Le constat est sans appel : le management via l’intelligence artificielle (IA) des plateformes fait peser des risques sur la santé des livreurs de repas à domicile – soit près de 71 000 travailleurs indépendants concernés en France, selon un décompte de l’Autorité de régulation du secteur (Arpe). Des accidents aux risques psychosociaux, en passant par la pollution de l’air, l’Anses a examiné les conditions de travail des livreurs à deux-roues pour son avis d’« évaluation des risques liés à l’activité des livreurs des plateformes de livraison de repas à domicile ».

Une enquête qui fait suite à une alerte de la CGT. Le syndicat s’était ainsi inquiété, en 2021, des conditions de travail des livreurs à domicile, amenant l’Agence à se pencher sur ces formes de travail entretenues par des plateformes avides de profits.

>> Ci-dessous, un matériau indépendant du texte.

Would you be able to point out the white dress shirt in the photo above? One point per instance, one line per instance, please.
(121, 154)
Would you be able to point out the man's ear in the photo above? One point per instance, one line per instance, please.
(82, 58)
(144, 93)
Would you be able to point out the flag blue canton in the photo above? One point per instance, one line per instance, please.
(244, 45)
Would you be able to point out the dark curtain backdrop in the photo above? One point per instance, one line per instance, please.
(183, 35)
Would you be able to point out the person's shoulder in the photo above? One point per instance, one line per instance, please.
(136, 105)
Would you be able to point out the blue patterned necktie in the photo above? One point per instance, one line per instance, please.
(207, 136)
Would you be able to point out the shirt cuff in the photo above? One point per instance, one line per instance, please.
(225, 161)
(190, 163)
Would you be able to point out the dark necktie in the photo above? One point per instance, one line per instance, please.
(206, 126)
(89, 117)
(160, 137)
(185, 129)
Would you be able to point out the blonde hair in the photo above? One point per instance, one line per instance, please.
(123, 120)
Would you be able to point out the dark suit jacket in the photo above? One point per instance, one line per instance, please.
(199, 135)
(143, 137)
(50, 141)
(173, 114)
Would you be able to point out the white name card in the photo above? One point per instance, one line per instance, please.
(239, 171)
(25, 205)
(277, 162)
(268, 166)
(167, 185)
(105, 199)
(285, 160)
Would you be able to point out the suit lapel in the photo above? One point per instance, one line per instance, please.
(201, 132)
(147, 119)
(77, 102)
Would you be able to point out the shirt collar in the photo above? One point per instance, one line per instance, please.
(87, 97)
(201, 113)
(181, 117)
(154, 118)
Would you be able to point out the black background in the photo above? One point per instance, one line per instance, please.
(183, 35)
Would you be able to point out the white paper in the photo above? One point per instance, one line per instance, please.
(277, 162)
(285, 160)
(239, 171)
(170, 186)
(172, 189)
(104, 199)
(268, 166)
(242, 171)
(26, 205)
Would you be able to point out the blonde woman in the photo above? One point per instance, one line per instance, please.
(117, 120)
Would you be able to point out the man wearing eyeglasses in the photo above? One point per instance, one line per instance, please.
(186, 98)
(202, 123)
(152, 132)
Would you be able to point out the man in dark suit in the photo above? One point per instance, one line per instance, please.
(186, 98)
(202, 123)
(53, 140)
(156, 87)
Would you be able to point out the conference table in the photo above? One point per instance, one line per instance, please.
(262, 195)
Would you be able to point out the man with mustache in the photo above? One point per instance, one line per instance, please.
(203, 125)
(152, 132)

Pour « optimiser leur rendement économique », une intelligence artificielle attribue les livraisons « sans interaction humaine directe », rappelle ainsi l’Anses dans les conclusions de son étude, qui offre le panorama de cette « organisation à risque » pour la santé. « Les processus automatisés gérés par des algorithmes, tels que l’évaluation des prestations par les consommateurs, les évolutions des modalités de rémunération, les règles d’attribution des courses ou encore les sanctions infligées aux livreurs, génèrent une organisation du travail à risque pour leur santé », énumère l’Anses.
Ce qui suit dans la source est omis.